Nutrition Address deficiencies (B12, thiamine, vitamin E). Dietitian if swallow impaired or weight loss. Coeliac diet if gluten ataxia.
Psychological & social Progressive/hereditary ataxia carries significant psychological impact β€” signpost Ataxia UK, peer support, carer support, benefits advice.
Medication review Avoid/limit sedatives, alcohol, and drugs that worsen coordination. Review antiepileptic doses. Caution combining CNS depressants.

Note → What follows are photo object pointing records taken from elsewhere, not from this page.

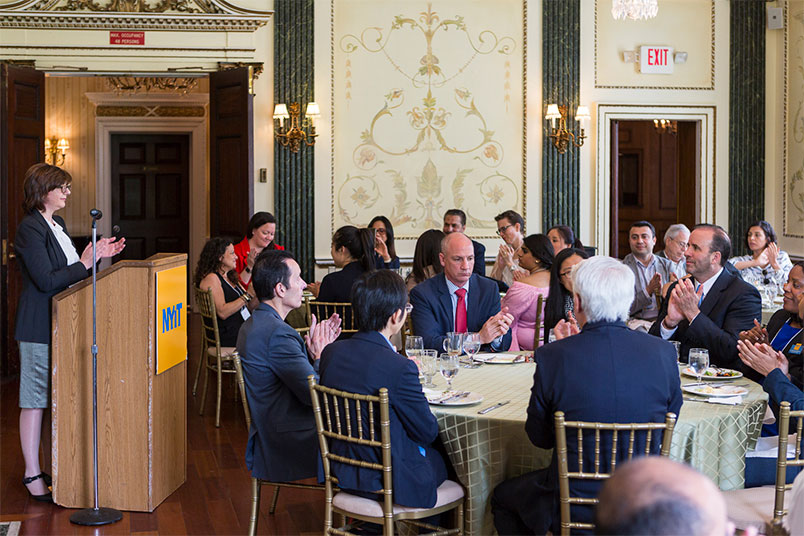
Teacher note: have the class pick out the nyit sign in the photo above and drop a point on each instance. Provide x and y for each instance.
(171, 321)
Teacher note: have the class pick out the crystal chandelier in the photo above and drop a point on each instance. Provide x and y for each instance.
(634, 9)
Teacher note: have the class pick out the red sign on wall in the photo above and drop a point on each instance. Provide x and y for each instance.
(126, 38)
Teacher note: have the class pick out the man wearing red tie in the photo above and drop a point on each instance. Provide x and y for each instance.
(458, 300)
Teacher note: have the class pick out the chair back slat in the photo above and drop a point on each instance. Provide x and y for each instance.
(564, 475)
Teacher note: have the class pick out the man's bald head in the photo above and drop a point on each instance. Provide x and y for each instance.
(457, 257)
(656, 496)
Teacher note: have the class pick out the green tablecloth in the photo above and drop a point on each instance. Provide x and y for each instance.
(487, 449)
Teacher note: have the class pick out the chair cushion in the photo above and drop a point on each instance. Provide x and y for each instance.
(752, 506)
(448, 492)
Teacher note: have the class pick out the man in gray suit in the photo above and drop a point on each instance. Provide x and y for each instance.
(650, 271)
(282, 443)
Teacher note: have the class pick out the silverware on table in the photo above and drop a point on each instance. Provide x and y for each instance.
(491, 408)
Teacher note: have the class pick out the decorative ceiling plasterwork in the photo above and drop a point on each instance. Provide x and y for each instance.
(217, 15)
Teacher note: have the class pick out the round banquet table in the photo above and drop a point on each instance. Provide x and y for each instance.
(487, 449)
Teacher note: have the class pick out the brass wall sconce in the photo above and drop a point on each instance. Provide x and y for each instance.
(56, 151)
(561, 136)
(290, 129)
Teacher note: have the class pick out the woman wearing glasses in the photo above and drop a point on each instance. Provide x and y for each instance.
(49, 264)
(767, 267)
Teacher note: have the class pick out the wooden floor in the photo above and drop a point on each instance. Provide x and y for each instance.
(215, 499)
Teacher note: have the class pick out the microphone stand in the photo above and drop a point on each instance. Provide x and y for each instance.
(95, 516)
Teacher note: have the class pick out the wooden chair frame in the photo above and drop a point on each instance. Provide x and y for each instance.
(256, 483)
(561, 426)
(357, 434)
(211, 339)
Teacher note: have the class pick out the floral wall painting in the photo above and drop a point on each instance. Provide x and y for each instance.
(428, 112)
(793, 200)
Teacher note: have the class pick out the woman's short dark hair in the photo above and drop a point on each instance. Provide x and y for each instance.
(210, 260)
(770, 234)
(40, 180)
(567, 235)
(359, 243)
(554, 308)
(513, 217)
(270, 269)
(389, 234)
(428, 246)
(258, 220)
(541, 248)
(376, 296)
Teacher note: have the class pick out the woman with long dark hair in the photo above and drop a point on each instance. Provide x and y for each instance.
(559, 300)
(215, 271)
(426, 262)
(536, 256)
(259, 236)
(49, 263)
(384, 243)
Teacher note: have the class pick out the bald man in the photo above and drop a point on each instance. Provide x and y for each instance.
(459, 300)
(657, 496)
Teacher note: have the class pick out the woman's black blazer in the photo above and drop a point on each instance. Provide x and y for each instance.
(44, 274)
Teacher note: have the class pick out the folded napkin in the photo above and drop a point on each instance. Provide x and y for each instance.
(728, 400)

For chronic and progressive ataxias there is rarely a cure, so the goals shift to maximising function, preventing complications and supporting quality of life. Falls and aspiration are the principal causes of harm β€” proactive OT, physiotherapy and SALT input prevent injury and hospital admission. Ataxia UK provides specialist information and peer support that patients and carers value highly. Continued alcohol use in alcohol-related cerebellar degeneration drives ongoing, eventually irreversible, loss β€” cessation is the single most effective intervention.

9
Safety

Follow-Up, Monitoring & Safety-Netting

After reversible-cause treatment
Reassess clinically after correcting B12/thyroid/drug levels β€” partial or full recovery expected. Persisting/progressive ataxia despite correction β†’ neurology
Drug-level monitoring
Recheck antiepileptic/lithium levels after dose change and confirm resolution of ataxia. Lithium: ongoing level + renal/thyroid monitoring
Chronic ataxia review
Periodic review of mobility, falls, swallow, mood and carer strain. Reassess aids and therapy input. Coordinate with specialist/MDT
Safety-net 999
Sudden worsening, new headache/vomiting/drowsiness (cerebellar swelling/hydrocephalus), new focal deficit, confusion + ophthalmoplegia (Wernicke's), choking/aspiration
Safety-net same-day
Rapidly progressive unsteadiness, new neurological symptoms, signs of drug toxicity, fever with neurological change
Aspiration / swallow
Any coughing/choking with food, recurrent chest infections β†’ SALT swallow assessment; risk of aspiration pneumonia
DVLA review
Driving status reassessed according to cause and recovery; patient notifies DVLA directly; GP supports with information on request

After an acute cerebellar stroke the danger period extends over the first few days as oedema peaks β€” a patient who becomes drowsy or develops worsening headache and vomiting may be developing hydrocephalus or brainstem compression and needs emergency reassessment. For chronic ataxias, the recurring safety issues are falls and aspiration: a low threshold for SALT swallow assessment prevents aspiration pneumonia, the commonest cause of death in advanced cerebellar disease. Clear safety-netting and documented driving advice protect the patient and are medico-legally important.

Educational use only. Based on: NICE CKS, NICE NG127/NG128 (stroke & TLoC), NICE CG175-related neurology guidance, Ataxia UK management guidelines, and MHRA/BNF guidance on antiepileptic and lithium toxicity. Acute-onset ataxia is a stroke/neurological emergency β€” refer immediately. Always adapt to individual patient context.